This version of the Genealogy of Morals is an historic early edition.
On the Genealogy of Morality, or On the Genealogy of Morals (German: Zur Genealogie der Moral), subtitled "A Polemic" (Eine Streitschrift), is a book by German philosopher Friedrich Nietzsche, composed and first published in 1887 with the intention of expanding and following through on certain new doctrines sketched out in his previous book Beyond Good and Evil. The most straightforward of Nietzsche's books and the least aphoristic in form and style, it is considered by some Nietzsche scholars to be a work of sustained brilliance and power, and Nietzsche's masterpiece.

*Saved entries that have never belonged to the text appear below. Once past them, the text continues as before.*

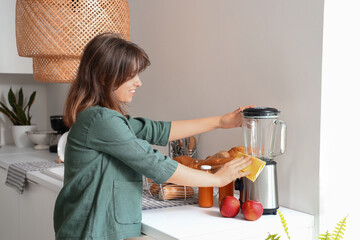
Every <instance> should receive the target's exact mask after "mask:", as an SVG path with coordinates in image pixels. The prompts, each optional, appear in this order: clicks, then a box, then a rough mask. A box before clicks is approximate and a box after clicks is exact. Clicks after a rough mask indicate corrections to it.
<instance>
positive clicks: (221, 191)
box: [219, 181, 234, 206]
mask: <svg viewBox="0 0 360 240" xmlns="http://www.w3.org/2000/svg"><path fill="white" fill-rule="evenodd" d="M226 196H234V181H232V182H231V183H229V184H228V185H225V186H223V187H219V206H220V205H221V201H222V199H223V198H224V197H226Z"/></svg>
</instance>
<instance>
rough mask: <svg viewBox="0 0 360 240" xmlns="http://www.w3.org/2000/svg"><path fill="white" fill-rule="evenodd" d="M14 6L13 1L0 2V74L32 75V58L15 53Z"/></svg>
mask: <svg viewBox="0 0 360 240" xmlns="http://www.w3.org/2000/svg"><path fill="white" fill-rule="evenodd" d="M15 6H16V1H15V0H1V1H0V29H1V34H0V49H1V50H0V52H1V54H0V73H24V74H32V73H33V70H32V58H26V57H20V56H19V55H18V53H17V48H16V34H15Z"/></svg>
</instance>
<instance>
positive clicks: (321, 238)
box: [318, 231, 330, 240]
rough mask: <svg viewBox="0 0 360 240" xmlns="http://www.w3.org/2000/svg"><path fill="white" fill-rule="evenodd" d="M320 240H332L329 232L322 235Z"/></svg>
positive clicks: (319, 238) (324, 233)
mask: <svg viewBox="0 0 360 240" xmlns="http://www.w3.org/2000/svg"><path fill="white" fill-rule="evenodd" d="M318 239H320V240H330V233H329V232H328V231H326V233H324V234H320V236H319V237H318Z"/></svg>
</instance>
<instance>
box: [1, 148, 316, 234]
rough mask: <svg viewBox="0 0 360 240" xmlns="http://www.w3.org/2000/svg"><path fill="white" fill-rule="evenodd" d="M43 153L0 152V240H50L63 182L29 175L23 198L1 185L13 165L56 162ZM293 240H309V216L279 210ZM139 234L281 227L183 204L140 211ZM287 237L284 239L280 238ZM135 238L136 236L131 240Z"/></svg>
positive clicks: (52, 158)
mask: <svg viewBox="0 0 360 240" xmlns="http://www.w3.org/2000/svg"><path fill="white" fill-rule="evenodd" d="M55 159H57V155H56V154H53V153H50V152H48V151H41V150H34V149H32V148H28V149H23V148H16V147H13V146H4V147H3V148H1V149H0V239H1V240H2V239H4V240H51V239H54V230H53V209H54V205H55V200H56V196H57V194H58V193H59V191H60V190H61V188H62V186H63V182H62V181H59V180H58V179H55V178H54V177H52V175H51V174H45V173H46V172H45V171H31V172H28V174H27V178H28V180H29V183H28V185H27V187H26V189H25V191H24V193H23V194H18V193H17V192H16V191H15V190H14V189H12V188H9V187H8V186H5V185H4V183H5V180H6V175H7V170H6V169H7V168H8V167H9V165H10V164H12V163H16V162H25V161H26V162H35V161H41V160H48V161H49V160H53V161H54V160H55ZM280 210H281V212H282V213H283V214H284V216H285V217H286V220H287V223H288V226H289V230H290V231H291V236H292V237H293V238H294V239H314V238H312V236H313V234H314V216H312V215H309V214H305V213H301V212H298V211H294V210H291V209H287V208H284V207H281V209H280ZM142 231H143V233H144V234H145V235H147V237H146V238H145V239H157V240H172V239H187V240H191V239H192V240H200V239H239V240H240V239H243V240H244V239H248V240H250V239H254V240H255V239H256V240H258V239H265V238H266V237H267V235H268V233H269V232H270V233H272V234H274V233H279V234H282V236H283V233H284V232H283V228H282V225H281V222H280V218H279V216H273V215H268V216H262V217H261V218H260V219H259V220H258V221H246V220H245V219H243V218H242V217H241V215H240V216H238V217H236V218H224V217H222V216H221V214H220V213H219V208H218V207H216V204H215V206H214V207H212V208H200V207H198V206H197V205H185V206H177V207H169V208H160V209H151V210H144V211H143V218H142ZM283 238H286V236H283V237H282V239H283ZM134 239H136V238H134Z"/></svg>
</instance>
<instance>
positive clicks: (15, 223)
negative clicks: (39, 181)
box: [0, 168, 57, 240]
mask: <svg viewBox="0 0 360 240" xmlns="http://www.w3.org/2000/svg"><path fill="white" fill-rule="evenodd" d="M5 180H6V170H4V169H2V168H0V239H7V240H51V239H55V233H54V227H53V211H54V205H55V200H56V196H57V193H55V192H53V191H51V190H49V189H47V188H45V187H43V186H41V185H39V184H36V183H32V182H28V185H27V186H26V189H25V191H24V193H23V194H19V193H17V192H16V191H15V190H14V189H12V188H9V187H8V186H5V185H4V183H5Z"/></svg>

It consists of a preface and three interrelated Abhandlungen ("treatises" or "essays"), which trace episodes in the evolution of moral concepts with a view to undermining "moral prejudices", and specifically the morality of Christianity and Judaism.
Nietzsche's treatises outline his thoughts "on the origin of our moral prejudices", thoughts a long time in the making and already given brief and imperfect expression in his Human, All Too Human (1878). Nietzsche attributes the desire to publish his "hypotheses" on the origins of morality to reading his friend Paul Rée's book The Origin of the Moral Sensations (1877) and finding the "genealogical hypotheses" offered there unsatisfactory.
Nietzsche has come to believe that "a critique of moral values" is in order, that "the value of these values themselves must be called into question". To this end he finds it necessary to provide an actual history of morality, rather than a hypothetical account in the style of Rée, whom Nietzsche refers to as an "English psychologist".